Uncommon (affect between 1 in 100 and 1 in 1000 people)
- Feeling lethargic.
- Feeling agitated.
- Inflammation of the middle layer of the eyeball (uveitis).
- Decreased blood pressure.
- Muscle cramps.
- Acute kidney failure.
Very rare (affect less than 1 in 10,000 people)
- Flare-ups of cold sores or shingles.
- Increased level of potassium or sodium in the blood.
- Heart failure.
- Worsening of kidney disease.
- Blood in the urine.
The side effects listed above may not include all of the side effects reported by the medicine's manufacturer. For more information about any other possible risks associated with this medicine, please read the information provided with the medicine or consult your doctor or pharmacist.
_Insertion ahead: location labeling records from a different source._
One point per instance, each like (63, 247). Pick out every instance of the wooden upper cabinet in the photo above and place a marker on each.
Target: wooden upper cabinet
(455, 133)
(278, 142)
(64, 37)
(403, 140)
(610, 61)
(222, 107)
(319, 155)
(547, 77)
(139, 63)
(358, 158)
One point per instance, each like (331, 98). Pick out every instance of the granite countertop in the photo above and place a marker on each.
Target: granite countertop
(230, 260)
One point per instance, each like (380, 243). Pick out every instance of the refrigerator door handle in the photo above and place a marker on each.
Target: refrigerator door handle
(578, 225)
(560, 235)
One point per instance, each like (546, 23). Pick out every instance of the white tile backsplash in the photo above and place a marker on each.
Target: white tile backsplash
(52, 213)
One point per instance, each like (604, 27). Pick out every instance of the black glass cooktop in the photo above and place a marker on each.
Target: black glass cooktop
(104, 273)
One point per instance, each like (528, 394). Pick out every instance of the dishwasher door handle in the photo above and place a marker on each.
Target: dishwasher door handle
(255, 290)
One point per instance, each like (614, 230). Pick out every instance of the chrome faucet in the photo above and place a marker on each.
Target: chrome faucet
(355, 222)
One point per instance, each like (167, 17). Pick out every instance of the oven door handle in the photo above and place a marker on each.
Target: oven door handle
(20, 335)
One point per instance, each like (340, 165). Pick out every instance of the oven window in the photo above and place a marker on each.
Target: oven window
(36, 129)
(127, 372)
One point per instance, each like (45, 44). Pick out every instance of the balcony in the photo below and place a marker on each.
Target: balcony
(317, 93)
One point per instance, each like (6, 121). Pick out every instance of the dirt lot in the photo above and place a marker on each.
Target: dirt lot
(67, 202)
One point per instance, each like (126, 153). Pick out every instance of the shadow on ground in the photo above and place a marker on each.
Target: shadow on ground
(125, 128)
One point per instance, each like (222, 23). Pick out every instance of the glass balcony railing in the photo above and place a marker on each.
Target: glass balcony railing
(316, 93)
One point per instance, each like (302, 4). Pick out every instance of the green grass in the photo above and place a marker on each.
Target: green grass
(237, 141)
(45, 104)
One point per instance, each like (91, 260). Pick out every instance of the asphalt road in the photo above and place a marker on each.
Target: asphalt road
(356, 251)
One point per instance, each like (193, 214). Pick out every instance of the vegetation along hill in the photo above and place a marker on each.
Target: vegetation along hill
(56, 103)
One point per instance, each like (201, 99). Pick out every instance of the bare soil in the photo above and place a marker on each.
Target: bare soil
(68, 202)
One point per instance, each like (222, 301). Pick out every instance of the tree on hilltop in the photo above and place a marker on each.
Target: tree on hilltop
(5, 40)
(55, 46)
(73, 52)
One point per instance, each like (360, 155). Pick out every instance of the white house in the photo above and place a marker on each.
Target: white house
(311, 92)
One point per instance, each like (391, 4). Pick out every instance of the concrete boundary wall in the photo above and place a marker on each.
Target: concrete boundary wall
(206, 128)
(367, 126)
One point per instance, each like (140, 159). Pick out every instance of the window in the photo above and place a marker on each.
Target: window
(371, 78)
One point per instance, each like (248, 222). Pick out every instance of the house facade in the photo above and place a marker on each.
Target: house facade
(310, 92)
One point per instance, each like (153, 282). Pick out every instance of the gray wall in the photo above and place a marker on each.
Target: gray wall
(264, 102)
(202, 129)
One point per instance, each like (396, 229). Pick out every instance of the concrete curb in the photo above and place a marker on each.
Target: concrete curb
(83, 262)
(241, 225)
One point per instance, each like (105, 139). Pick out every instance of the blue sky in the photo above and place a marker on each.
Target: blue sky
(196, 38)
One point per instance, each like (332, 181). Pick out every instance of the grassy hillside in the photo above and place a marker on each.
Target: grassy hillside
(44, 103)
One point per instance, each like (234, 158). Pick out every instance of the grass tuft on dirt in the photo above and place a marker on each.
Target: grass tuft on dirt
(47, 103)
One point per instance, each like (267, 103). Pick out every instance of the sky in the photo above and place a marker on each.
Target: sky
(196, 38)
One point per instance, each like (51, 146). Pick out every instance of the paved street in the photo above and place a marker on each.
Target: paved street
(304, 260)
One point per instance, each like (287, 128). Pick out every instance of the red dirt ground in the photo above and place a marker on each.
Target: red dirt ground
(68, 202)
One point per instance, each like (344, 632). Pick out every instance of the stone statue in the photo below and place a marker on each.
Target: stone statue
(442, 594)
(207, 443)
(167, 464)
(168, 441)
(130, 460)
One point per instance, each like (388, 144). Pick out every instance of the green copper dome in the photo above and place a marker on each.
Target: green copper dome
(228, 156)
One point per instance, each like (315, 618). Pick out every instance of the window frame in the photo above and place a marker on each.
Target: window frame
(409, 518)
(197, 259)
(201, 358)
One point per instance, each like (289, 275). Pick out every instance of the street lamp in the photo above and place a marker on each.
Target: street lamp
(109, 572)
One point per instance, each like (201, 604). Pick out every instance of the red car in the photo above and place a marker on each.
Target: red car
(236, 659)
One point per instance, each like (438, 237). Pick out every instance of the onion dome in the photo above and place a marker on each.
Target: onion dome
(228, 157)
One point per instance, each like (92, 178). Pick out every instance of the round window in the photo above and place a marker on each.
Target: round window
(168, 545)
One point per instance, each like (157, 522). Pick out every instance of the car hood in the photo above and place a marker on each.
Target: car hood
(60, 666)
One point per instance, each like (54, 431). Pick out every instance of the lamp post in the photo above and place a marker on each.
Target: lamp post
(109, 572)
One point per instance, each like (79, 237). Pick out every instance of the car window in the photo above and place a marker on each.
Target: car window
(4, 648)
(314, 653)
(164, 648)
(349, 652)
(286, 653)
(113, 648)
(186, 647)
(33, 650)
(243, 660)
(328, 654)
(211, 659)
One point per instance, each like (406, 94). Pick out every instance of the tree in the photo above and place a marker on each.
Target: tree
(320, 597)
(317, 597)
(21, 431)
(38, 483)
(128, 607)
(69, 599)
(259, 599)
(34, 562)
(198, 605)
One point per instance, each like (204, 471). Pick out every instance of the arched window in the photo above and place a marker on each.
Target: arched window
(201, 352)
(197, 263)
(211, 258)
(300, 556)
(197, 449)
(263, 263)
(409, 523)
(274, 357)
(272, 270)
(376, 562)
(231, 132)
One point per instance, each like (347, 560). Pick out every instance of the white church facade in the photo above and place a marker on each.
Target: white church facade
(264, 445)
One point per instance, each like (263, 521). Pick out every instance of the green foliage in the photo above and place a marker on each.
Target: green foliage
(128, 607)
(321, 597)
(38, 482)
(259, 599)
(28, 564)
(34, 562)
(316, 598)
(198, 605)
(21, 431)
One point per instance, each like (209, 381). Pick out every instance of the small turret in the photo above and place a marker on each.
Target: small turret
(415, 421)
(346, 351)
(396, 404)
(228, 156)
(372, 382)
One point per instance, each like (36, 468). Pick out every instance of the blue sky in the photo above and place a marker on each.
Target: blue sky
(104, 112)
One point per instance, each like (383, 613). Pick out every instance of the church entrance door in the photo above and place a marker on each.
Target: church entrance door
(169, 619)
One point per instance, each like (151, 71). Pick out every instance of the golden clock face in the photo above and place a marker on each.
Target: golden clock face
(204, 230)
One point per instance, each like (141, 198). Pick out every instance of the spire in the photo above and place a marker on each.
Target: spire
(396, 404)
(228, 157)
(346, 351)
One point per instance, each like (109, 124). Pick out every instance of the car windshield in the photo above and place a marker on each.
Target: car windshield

How can this medicine affect other medicines?
It is important to tell your doctor or pharmacist what medicines you are already taking, including those bought without a prescription and herbal medicines, before you start treatment with this medicine. Similarly, check with your doctor or pharmacist before taking any new medicines while receiving treatment with this one, to make sure that the combination is safe.
The manufacturer recommends that this medicine is NOT used in combination with other bisphosphonate medicines.
There may an increased chance of the amount of calcium in the blood falling too low if aminoglycoside antibiotics such as gentamicin are used in combination with this medicine.
There may be an increased risk of side effects on the kidneys if this medicine is used in combination with other medicines that can affect the kidneys, for example thalidomide, aminoglycoside antibiotics and anti-inflammatory painkillers called NSAIDs (for example ibuprofen, diclofenac or indometacin. You should ask your doctor or pharmacist for advice before taking this type of painkiller.
Other medicines containing the same active ingredient
Disodium pamidronate infusion is also available without a brand name, ie as the generic medicine.